I met Prof. Michael Ullman, in the neuroscience department at Georgetown University to discuss how people learn languages. He has published several papers about the role of memory in the acquisition of first and second languages. People have often remarked to me that I have an excellent memory. I posit that my capacity to retain information is a major factor in my ability to speak various languages. As music may engage more areas of the brain than language and we remember musical tunes better than memorized lists of words, this theory about the roles of declarative and procedural memory in language learning makes sense to me.

In a nutshell, procedural memory helps us learn grammar and syntax and is rooted in the frontal- basal ganglia structure of the brain. Declarative memory is in the temporal lobe of the brain and governs how we remember words, facts and events. Estrogen improves declarative memory in women, thus explaining why some women can recall words and phrases better than men,who may have an advantage in procedural memory. The two memory systems work in a see-saw manner, and sometimes compete. When one is in dysfunction, the other may become stronger.

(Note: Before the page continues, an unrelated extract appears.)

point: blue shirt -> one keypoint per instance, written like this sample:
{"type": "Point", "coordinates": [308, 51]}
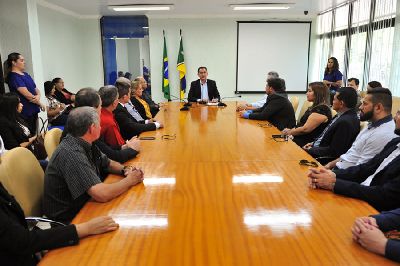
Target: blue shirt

However, when we are learning our second language, we rely more on declarative memory to learn grammar rules and structure rather than only by procedural memory. (In my words, we are like parrots than copy when we hear native speakers say.)  This doesn’t mean that we can learn a language well without learning grammar and structure, but it shows that listening and repeating serve a real purpose in how we can learn the syntax and structure of a language. Listening to and repeating song lyrics CAN help us learn grammar!

If you go to the Georgetown Brain Language Lab and scroll to the articles cited below, you can read an in-depth explanation of the theory.

Ullman, M. T. (2005). A Cognitive Neuroscience Perspective on Second Language Acquisition: The Declarative/Procedural Model. In C. Sanz (Ed.), Mind and Context in Adult Second Language Acquisition: Methods, Theory, and Practice (pp. 141-178). Washington, DC: Georgetown University Press.

Ullman, M. T. (2001). The neural basis of lexicon and grammar in first and second language: The declarative/procedural model. Bilingualism: Language and Cognition, 4(1). 105-122.